Again, there is no issue with the alleged onset date, so it is not clear what role the medical advisor would play in any event. To the extent that Plaintiff suggests that a medical advisor was needed for the ALJ to formulate Plaintiff's RFC, the Court notes that such a determination is within the province of the ALJ. See Chandler v. Comm'r of Soc. Sec., 667 F.3d 356, 361 (3d Cir. 2011) (holding that "[t]he ALJ - not treating or examining physicians or State agency consultants - must make the ultimate disability and RFC determinations"); Titterington v. Barnhart, 174 Fed. Appx. 6, 11 (3d Cir. 2006) (observing that "[s]urveying the medical evidence to craft an RFC is part of an ALJ's duties"); Mays v. Barnhart, 78 Fed. Appx. 808, 813 (3d Cir. 2003); 20 C.F.R. §§ 404.1527(d)(2), 404.1546(c), 416.927(d)(2), 416.946(c); SSR 96-5p, 1996 WL 374183 (S.S.A.) (July 2, 1996).
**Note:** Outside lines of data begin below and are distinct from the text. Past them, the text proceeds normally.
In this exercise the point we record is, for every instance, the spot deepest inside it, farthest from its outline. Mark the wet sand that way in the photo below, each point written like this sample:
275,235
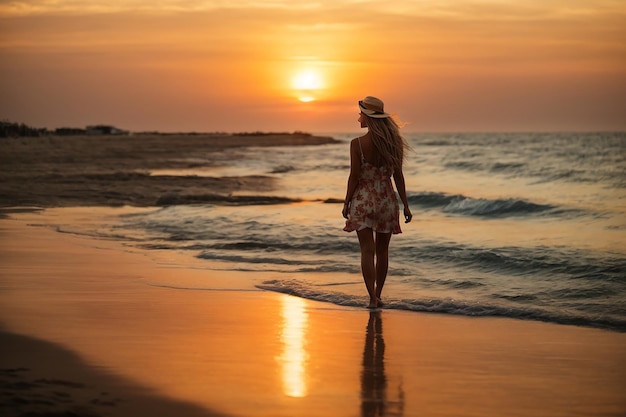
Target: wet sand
84,332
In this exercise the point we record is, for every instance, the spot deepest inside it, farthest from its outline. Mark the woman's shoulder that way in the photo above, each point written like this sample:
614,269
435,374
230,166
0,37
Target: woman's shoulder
360,139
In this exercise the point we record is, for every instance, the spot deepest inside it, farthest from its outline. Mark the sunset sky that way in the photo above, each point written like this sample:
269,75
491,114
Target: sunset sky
280,65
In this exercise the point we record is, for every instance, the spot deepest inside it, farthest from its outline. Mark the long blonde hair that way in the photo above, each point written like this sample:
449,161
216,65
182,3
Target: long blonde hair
387,140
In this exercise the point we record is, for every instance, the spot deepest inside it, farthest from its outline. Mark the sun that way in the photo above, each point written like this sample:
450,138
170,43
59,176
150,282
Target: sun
306,84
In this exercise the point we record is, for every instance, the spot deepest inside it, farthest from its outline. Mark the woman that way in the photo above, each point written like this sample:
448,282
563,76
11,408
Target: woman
371,207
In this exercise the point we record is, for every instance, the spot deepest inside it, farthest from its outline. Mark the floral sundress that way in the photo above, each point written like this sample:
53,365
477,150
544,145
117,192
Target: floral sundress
374,204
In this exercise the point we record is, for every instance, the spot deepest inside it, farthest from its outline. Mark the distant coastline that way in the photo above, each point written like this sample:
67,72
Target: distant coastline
116,169
14,129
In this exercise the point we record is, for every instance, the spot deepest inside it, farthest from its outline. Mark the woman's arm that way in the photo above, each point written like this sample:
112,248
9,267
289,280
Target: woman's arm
398,177
353,179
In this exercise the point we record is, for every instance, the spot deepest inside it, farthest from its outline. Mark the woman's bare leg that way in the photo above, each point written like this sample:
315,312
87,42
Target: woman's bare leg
368,250
382,262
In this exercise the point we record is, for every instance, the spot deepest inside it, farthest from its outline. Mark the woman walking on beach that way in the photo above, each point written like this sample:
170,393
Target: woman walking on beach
371,207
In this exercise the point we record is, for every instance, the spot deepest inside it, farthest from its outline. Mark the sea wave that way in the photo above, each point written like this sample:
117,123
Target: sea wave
451,306
460,204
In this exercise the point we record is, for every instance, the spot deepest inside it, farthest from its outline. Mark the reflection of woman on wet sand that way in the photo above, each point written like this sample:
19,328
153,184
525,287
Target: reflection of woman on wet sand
373,379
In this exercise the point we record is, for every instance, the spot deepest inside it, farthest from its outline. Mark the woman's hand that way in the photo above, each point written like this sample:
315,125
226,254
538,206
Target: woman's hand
407,215
346,210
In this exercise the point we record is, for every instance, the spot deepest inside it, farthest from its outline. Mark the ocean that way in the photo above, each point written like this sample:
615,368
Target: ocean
528,226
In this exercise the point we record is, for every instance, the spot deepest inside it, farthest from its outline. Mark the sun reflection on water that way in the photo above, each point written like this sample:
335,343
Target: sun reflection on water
294,356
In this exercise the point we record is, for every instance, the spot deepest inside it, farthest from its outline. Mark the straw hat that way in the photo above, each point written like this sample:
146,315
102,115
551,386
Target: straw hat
373,107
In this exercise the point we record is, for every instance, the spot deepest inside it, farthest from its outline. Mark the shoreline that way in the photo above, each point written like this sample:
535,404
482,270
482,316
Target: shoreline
239,351
113,171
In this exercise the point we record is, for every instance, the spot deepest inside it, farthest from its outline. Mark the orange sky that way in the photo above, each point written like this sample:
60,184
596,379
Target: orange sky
449,65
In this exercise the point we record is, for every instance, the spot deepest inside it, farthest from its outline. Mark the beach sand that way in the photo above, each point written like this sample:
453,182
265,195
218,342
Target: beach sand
84,332
88,328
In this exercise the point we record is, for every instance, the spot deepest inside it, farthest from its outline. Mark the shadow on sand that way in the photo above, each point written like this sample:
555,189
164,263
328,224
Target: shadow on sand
39,378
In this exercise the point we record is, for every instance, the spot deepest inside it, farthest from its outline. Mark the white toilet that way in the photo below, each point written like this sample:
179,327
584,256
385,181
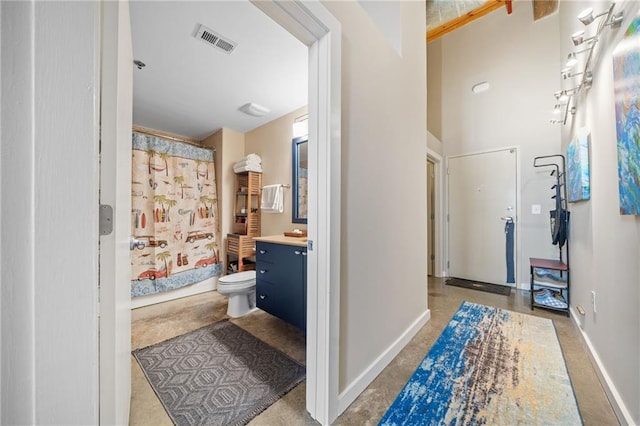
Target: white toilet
240,288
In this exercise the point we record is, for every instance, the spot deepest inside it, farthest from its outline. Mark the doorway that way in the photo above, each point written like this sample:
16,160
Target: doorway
431,217
321,32
482,194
The Court notes that the ALJ discussed all of the record evidence, including Dr. Pacella's opinion and Dr. Getz's evaluation, as well as the numerous other opinions, at significant length in making his findings.
Accordingly, for all of the reasons stated herein, substantial evidence supports the ALJ's decision. The Court therefore affirms.
Therefore, IT IS HEREBY ORDERED that Plaintiff's Motion for Summary Judgment (Doc. No. 15) is DENIED and that Defendant's Motion for Summary Judgment (Doc. No. 19) is GRANTED.